The NewsCodes are the controlled vocabularies developed by IPTC. Reviewing of the various taxonomies.
Very funny discussions such as the Japanese that insist that "BodyBuilding" should be considered
as a "Sport" and not at a "Lifestyle and Leisure" :-)
A proposal by Reuters about the label of the NewsCodes that should start by a capital letter, be in
the singular unless it is a plural noun in British English. Decision: the NewsCodes labels management
will NOT change. It has not been accepted.
I think the audience catch all the bits of the presentation.
One remark: forget the name "NewsML2" and replace it by "NewsML G2" !
NITF future: Article Markup Language.
See: http://www.articleml.org/proposed/.
Goals: Any ArticleML document can be included within a NewsML wrapper, which provides in-depth
layers of metadata covering subject matter, authorship, publication history, priority, and other
publishing details. NewsML also allows news items of any media type to be ranked and grouped,
providing the ultimate flexibility in content distribution.
Speakers: Nikos Sarris is a Senior IT consultant and Evi Varsou is the Head of Integrated Solutions Unit in the Athens Technology Centre company.
A very buisness presentation that you can see at NewsML/MESH-Presentation.ppt ! There was a joint flash presentation, nice, made by communication company but with only buzz words or presentation of all subtilities of EU Integrated Projects (like presentation of Work Packages ...)

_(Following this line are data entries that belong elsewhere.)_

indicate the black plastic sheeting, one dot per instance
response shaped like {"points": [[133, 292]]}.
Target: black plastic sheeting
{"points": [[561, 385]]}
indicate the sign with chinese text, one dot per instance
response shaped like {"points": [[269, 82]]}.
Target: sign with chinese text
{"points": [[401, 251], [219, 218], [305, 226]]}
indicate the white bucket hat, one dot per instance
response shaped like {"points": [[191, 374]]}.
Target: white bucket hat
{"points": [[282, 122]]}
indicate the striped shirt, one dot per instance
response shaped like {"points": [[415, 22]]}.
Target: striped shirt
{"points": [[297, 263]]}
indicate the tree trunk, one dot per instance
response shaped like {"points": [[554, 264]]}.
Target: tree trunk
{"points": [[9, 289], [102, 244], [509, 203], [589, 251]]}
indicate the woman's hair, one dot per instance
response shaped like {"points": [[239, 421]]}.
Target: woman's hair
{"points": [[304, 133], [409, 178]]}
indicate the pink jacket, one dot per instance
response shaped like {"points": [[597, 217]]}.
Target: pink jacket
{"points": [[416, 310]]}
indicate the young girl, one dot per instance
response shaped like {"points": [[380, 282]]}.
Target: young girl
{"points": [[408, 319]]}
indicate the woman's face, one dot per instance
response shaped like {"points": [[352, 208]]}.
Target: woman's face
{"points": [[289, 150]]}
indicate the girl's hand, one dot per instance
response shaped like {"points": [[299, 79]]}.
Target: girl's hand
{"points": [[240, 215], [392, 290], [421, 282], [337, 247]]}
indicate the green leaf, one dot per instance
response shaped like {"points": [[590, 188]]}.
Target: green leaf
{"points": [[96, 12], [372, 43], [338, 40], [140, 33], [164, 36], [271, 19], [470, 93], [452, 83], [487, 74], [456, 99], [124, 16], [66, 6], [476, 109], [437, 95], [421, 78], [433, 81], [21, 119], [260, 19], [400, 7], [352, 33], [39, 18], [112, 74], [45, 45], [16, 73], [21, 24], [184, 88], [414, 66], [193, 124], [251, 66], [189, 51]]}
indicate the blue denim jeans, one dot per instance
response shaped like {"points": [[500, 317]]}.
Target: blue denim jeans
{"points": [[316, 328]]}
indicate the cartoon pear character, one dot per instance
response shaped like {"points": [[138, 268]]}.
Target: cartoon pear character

Well, I have thus a quite bad idea of the presentation. First, it was the typical NTUA Greek presentation, where they were talking more about Image and Video Content Analysis in general rather than the News domain in particular ! All notice that there are no news agencies in the project (emphasize as a weakness of the projec tby the EU). They try now to have news agencies in their advisory board ... so they could work but for free, something that IPTC do not really like!
The presenter has almost discovered today NewsML and there was a Working Group in IPTC that deals with metadata standards, that try to develop model and format for representing news metadata ...
There will be a "Media day" organized during SAMT, the 6th of December ! One of the question dealt with the overlap with the aim of the Quaero project while the presenters were not aware of that !